Liebe Kolleginnen und Kollegen,
genau an diesem Punkt beginnen unsere Zweifel. Und weil es an diesem Punkt der Beratungen um das Grundsätzliche geht, möchte ich unsere grundsätzlichen Zweifel formulieren.

Wir haben sehr viel zu tun, und wir müssen sehr weit vorankommen. In Berlin weht ein neuer Wind, er weht in die richtige Richtung, und es ist ein Rückenwind auch für Baden-Württemberg. Und eine Landesregierung, die Baden-Württemberg voranbringen will, würde einen guten Kurst steuern, die Segel setzen und diesen Rückenwind nutzen.

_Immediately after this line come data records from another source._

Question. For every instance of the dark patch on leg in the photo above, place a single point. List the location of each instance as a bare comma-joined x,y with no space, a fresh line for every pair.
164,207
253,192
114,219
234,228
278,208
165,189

Tut diese Landesregierung das?

Obwohl die größere Regierungspartei dieses Landes jetzt auch in der Bundesregierung mitgestaltet, hat man den Eindruck, dass der Ministerpräsident sich als Oppositionspolitiker fühlt. Herr Kretschmann, Sie rasseln schon vorab mit dem Säbel und verweisen auf ihre Macht im Bundesrat. Und im Bundesrat gehören Sie der Gruppe der CDU-geführten Länder an. Nicht der Gruppe der Ministerpräsidentinnen und Ministerpräsidenten aus den neuen Regierungsparteien.

Sie bleiben also in der politischen Schmollecke, wo mancher den Rückenwind schon aus Prinzip nicht nutzt und aus parteipolitische Gründen dagegen ankreuzen will. Ist das klug?

Herr Ministerpräsident, Sie haben kürzlich vom Unterschied zwischen den Machern und den Bruddlern gesprochen. Sind Sie sicher, dass Sie bei den Machern sind und nicht bei den Bruddlern? Dass Sie im Konzert der Bundesländer vorne in der Lokomotive stehen und nicht ganz hinten im Bremserhäuschen?

Wäre es nicht besser, wenn diese Landesregierung ihren Fahrplan abstimmen würde? Wo braucht das Land noch mehr Schub? Wo muss man vor Ort noch ergänzen?

Liebe Kolleginnen und Kollegen,
Ohne Plan kein Haushalts-Plan, das gilt nicht nur für das Wort, das gilt für die Idee. Ihr Plan war es ursprünglich, ganz bewusst wenig zu tun, das hieß dann „Übergang“ und „Stabilität“ und sie sprachen viel über Tilgungen und Schuldenabbau, so als könne Baden-Württemberg in unserer Zeit die Füße hochlegen und die Hände in die Taschen stecken.

Aber Sie können die Hände ja gar nicht in die Taschen stecken, denn die sind voller Geld. Diese Landesregierung hat allein an Überschüssen Milliarden zur Verfügung. Sie haben Milliarden an Rücklagen. Diese Landesregierung steht finanziell so gut im Futter, dass sie fast 17 Milliarden Euro an genehmigten Krediten gar nicht anfassen musste. Allein die noch gar nicht abgerufenen Corona-Hilfen für dieses Jahr belaufen sich inzwischen auf 3,6 Milliarden Euro.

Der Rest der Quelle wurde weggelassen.